- Texte visé : Texte de la commission sur le projet de loi, adopté par le Sénat, après engagement de la procédure accélérée, pour contrôler l’immigration, améliorer l’intégration (n°1855)., n° 1943-A0
- Stade de lecture : 1ère lecture (2ème assemblée saisie)
- Examiné par : Assemblée nationale (séance publique)
- Code concerné : Code civil
Sous réserve de son traitement par les services de l'Assemblée nationale et de sa recevabilité
Rétablir cet article dans la rédaction suivante :
« Le code civil est ainsi modifié :
»1° À l’article 2493, les mots : « de trois mois » sont remplacés par les mots : « d’un an » ;
« 2° Sont ajoutés des livres VI et VII ainsi rédigés :
« Livre VI
« Dispositions applicables à la collectivité territoriale de Guyane
« Art. 2535. – Le présent code est applicable à la collectivité territoriale de Guyane dans les conditions définies au présent livre.
« Art. 2536. – Pour un enfant né dans la collectivité territoriale de Guyane, les deux premiers alinéas de l’article 21‑7 ne sont applicables que si, à la date de sa naissance, l’un de ses parents au moins résidait en France de manière régulière, sous couvert d’un titre de séjour, et de manière ininterrompue depuis plus de neuf mois.
« Art. 2537. – L’article 2536 est applicable dans les conditions prévues à l’article 17‑2.
« Toutefois, les articles 21‑7 et 21‑11 sont applicables à l’enfant né dans la collectivité territoriale de Guyane de parents étrangers avant l’entrée en vigueur de la loi n° du pour contrôler l’immigration, améliorer l’intégration, si l’un des parents justifie avoir résidé en France de manière régulière pendant la période de cinq ans mentionnée aux mêmes articles 21‑7 et 21‑11 du présent code.
« Livre VII
« Dispositions applicables à Saint-Martin
« Art. 2538. – Le présent code est applicable à Saint-Martin dans les conditions définies au présent livre.
« Art. 2539. – Pour un enfant né à Saint-Martin, les deux premiers alinéas de l’article 21‑7 ne sont applicables que si, à la date de sa naissance, l’un de ses parents au moins résidait en France de manière régulière, sous couvert d’un titre de séjour, et de manière ininterrompue depuis plus de trois mois.
« Art. 2540. – L’article 2539 est applicable dans les conditions prévues à l’article 17‑2.
« Toutefois, les articles 21‑7 et 21‑11 sont applicables à l’enfant né à Saint-Martin de parents étrangers avant l’entrée en vigueur de la loi n° du pour contrôler l’immigration, améliorer l’intégration, si l’un des parents justifie avoir résidé en France de manière régulière pendant la période de cinq ans mentionnée aux mêmes articles 21‑7 et 21‑11 du présent code. »
Cet amendement rétablit l’article 2 ter C adopté par le Sénat qui tend à renforcer les conditions d’acquisition de la nationalité pour les mineurs étrangers nés à Mayotte de parents étrangers. Cet amendement prévoit également d’appliquer les mesures d’acquisition de la nationalité en vigueur à Mayotte à la Guyane et à Saint-Martin.

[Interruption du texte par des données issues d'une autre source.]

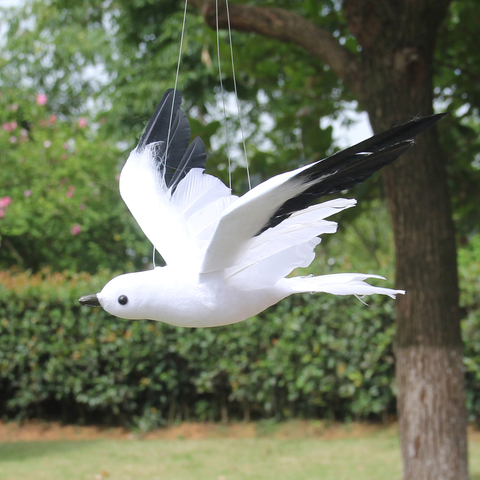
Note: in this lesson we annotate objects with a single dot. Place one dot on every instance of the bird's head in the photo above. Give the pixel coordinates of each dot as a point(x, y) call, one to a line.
point(124, 296)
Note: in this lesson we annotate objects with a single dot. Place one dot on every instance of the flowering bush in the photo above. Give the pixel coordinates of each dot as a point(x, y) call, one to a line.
point(59, 202)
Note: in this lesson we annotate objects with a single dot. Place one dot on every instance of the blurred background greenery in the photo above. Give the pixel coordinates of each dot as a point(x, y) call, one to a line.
point(79, 81)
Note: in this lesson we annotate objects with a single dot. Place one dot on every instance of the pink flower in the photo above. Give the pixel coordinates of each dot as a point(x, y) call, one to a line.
point(5, 202)
point(41, 99)
point(71, 189)
point(9, 126)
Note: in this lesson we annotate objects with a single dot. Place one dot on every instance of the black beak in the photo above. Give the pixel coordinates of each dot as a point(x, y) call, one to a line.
point(90, 300)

Mayotte, la Guyane et Saint-Martin rencontrent des difficultés particulières que nous connaissons tous. Au regard de la situation de ces territoires, Mayotte par sa proximité avec les Comores, la Guyane, par sa frontière avec le Suriname et le Brésil, et de Saint-Martin, par sa proximité avec Haïti, il convient de nous renforcer les conditions d'acquisition de la nationalité française pour les enfants nés de parents étranger afin d'éviter que ces départements n'accueillent trop de futures mères qui passeraient la frontière dans l'unique but d'accoucher. Cet amendement propose d'étendre le délai de résidence régulière à an pour Mayotte et de créer un délai de neuf mois pour la Guyane et trois mois pour Saint-Martin.